Sunday, November 24, 2013

Plume & Atwood Dam

PHOTOGRAPHER'S JOURNAL:  What value could these old mill buildings possibly have? Friday's Waterbury Republican-American carried the news of their demolition.  A link at the end of this note connects to a short slide show of the demolition and some notes about the site's history.

The buildings, in Thomaston, were built before the Civil War by Seth Thomas for his clock company. Seth Thomas was a joiner and a pioneer manufacturer of wooden clocks. Affordable clocks were changing time, and by the 1850s the times demanded clocks of metal. My understanding is that the key building of the new site was a rolling mill to roll brass for Seth Thomas clocks.

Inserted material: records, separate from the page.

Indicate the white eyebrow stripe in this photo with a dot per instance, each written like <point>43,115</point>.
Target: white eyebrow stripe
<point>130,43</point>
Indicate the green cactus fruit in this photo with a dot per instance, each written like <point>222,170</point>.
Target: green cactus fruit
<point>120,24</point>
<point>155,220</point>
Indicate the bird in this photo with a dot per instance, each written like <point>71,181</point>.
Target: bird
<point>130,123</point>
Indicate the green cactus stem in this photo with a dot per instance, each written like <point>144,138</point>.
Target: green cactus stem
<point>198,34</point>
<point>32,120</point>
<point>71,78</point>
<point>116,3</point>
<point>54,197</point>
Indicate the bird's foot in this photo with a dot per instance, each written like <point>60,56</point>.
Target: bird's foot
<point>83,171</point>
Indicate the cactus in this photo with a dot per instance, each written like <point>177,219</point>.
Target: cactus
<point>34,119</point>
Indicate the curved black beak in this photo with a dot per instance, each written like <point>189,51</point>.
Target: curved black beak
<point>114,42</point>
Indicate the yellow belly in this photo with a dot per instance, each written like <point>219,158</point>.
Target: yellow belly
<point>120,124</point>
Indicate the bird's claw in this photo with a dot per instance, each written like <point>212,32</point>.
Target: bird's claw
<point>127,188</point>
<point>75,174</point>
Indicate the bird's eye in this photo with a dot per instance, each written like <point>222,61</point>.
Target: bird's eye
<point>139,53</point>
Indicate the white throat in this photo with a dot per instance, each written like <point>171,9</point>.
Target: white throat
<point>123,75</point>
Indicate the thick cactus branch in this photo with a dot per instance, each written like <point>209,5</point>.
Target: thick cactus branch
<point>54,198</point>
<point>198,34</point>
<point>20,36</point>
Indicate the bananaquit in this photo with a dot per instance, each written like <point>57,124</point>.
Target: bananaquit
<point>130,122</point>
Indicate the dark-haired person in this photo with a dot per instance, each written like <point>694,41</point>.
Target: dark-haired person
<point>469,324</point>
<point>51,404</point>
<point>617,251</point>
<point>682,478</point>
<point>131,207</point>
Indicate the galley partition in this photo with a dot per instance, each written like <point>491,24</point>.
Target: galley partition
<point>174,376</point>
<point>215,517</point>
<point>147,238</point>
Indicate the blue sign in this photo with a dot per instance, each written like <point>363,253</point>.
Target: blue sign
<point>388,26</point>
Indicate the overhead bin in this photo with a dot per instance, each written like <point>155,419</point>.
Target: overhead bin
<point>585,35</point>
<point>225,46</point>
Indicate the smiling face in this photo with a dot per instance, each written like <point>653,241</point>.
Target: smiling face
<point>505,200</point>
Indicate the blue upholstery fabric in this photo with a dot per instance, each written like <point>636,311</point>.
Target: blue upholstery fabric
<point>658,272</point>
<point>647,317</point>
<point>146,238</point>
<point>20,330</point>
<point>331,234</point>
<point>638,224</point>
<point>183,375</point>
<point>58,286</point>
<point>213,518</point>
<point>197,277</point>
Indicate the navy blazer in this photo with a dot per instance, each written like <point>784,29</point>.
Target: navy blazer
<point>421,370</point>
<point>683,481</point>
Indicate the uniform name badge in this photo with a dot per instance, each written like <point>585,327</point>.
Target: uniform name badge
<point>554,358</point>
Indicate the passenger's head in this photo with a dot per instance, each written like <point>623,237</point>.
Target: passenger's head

The buildings had been decaying for years. One had fallen before I began photographing here, and another fell at the beginning of the summer. The end had been coming for many years.

I'm not privy to the plans for the site where the buildings stood, and there may be a wonderful vision I'll welcome, but I'm mindful of Henry James warning that it takes a lot of history to make a little tradition, and I'm aware that every brick in this old factory carried the measure of a bricklayer's hand. 

Places that connect the region to our Brass Valley past are quickly becoming as scarce  as ironworks in the hill towns. This mill, situated next to the Naugatuck Railroad Museum and with access to a beautiful riverfront and nearly adjacent to Thomaston restaurants, seems to me to be an opportunity sadly missed at the picturesque, historic mill town with the distinctive towers.